Gateway to experience looks at risks and rewards of doing business in western and southern Europe. Chinese investment into Europe hit a record high in 2014. In addition to the usual targets – technology, innovative workers and reputable brands – safe food and luxury alcohol are also working up Chinese buyers’ appetites. The prospect of aircraft leasing has spurred many large Chinese banks to set up aircraft finance and leasing businesses in Ireland. Golden visa programmes launched in some European countries are also boosting Chinese investment in real estate that may entitle buyers to permanent residency.

However, lawyers alert Chinese investors to unexpected compliance risks and yawning cultural gaps. A proper deal structure is also important given the tightened tax rules in Europe. Particular risks in certain industries should also be on investors’ checklists.

For those aiming to promote their business in China, New pitch is a must-read. The first overhaul of China’s Advertising Law in more than 20 years responds to new promotion strategies in this smartphone and internet age.
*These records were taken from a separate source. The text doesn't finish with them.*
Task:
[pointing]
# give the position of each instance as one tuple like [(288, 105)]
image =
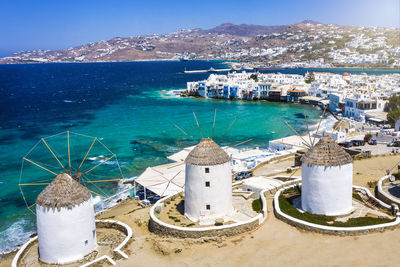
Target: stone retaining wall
[(331, 230), (384, 196), (162, 228)]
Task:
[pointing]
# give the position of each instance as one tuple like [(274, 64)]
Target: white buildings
[(208, 183), (327, 177), (65, 221)]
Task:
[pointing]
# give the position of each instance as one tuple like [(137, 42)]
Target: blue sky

The new law lays out some key principles for online advertisements. Lawmakers are also endeavouring to suppress false and misleading ads by clearly defining their scope and regulation. Untruthful boasts will now risk breaching the law.

The law also includes specific controls on ads related to health food, education, real estate, agricultural products and financial investment products. Hefty fines can be avoided by upgrading your knowledge of these new ad rules.